John Bantin has been a full-time professional diving writer and underwater photographer since 1990. He makes around 300 dives each year testing diving equipment.
CONSOLES MARES MISSION
COMMITTING ONE EYE TO THE VIEW inside a DSLR camera during a dive can mean that things like keeping the other eye on depth and time become a bit tricky. It's OK if you have all the data there, with a gas-integrated computer on your wrist beside the camera. Otherwise it means rigging a pressure gauge to be seen at a glance, or you have to keep reaching for it. So I'm not a great fan of consoles, but some divers are. It's quite appealing to have all your gauges in one place, even if it does look like the instrument panel of a Wessex helicopter at the end of your high-pressure hose. However, it all depends on the design of the console. Some years ago I was sent a Mares Mission 3 console that was big and brutal enough for a French-Canadian to use as a seal club. It was called the Mission 3 because it had pressure gauge, depth gauge and compass mounted together, but it wasn't pleasant. The normally stylish designers at Mares had another think about this ugly piece of kit and redesigned it. So don't confuse the modern Mission 3 with what went before it.

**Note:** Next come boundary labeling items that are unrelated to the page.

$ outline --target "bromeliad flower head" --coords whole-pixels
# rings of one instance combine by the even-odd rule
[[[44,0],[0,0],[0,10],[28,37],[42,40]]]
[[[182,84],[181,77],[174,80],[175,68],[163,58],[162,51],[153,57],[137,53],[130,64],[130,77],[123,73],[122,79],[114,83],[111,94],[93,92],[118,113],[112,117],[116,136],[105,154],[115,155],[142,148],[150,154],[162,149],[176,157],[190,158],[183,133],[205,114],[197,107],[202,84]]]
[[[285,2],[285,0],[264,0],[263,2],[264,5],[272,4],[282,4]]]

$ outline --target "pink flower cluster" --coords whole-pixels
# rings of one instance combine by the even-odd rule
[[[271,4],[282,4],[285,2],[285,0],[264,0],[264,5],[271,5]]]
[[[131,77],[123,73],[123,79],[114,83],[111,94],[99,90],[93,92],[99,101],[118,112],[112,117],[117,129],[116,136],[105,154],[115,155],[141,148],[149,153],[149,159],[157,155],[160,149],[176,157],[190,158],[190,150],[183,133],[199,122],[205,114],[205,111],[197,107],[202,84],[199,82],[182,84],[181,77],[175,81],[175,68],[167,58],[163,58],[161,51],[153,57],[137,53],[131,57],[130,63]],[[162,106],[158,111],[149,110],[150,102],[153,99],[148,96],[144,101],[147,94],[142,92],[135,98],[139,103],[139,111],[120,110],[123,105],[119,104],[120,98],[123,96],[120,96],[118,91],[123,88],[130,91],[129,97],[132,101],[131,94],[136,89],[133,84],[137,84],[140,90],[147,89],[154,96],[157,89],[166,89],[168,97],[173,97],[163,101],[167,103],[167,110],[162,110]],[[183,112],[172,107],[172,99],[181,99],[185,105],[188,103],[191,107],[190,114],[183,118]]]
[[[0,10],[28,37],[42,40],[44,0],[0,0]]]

STILL SPORTING THREE INSTRUMENTS, it is now a slimline, ergonomic, dare I say sexy item. It's almost a pleasure to pick it up and take a compass bearing through its sight glass, or check remaining breathing-gas pressure. The mechanical depth-gauge has a maximum depth needle that can be useful, provided you remember to reset it to zero before the dive. Not only that, but it has three eyelets designed into it for attaching a clip, and also a rather neat swivelling clip. Any one of these allows you to hook it to a D-ring so that it can be seen at a glance. The Mission 3 is also available with the Mares Puck computer instead of a mechanical depth-gauge, and the Mission 2 is simplified in that it doesn't have the conventional compass. There is even a Mission 2C, which employs a compass instead of a depth-gauge. The compass in every case is set at around 45? to the main console instruments. The Mission 1 is simply a pressure gauge, but again it has the built-in clips that allow you to stow it where you can find it easily.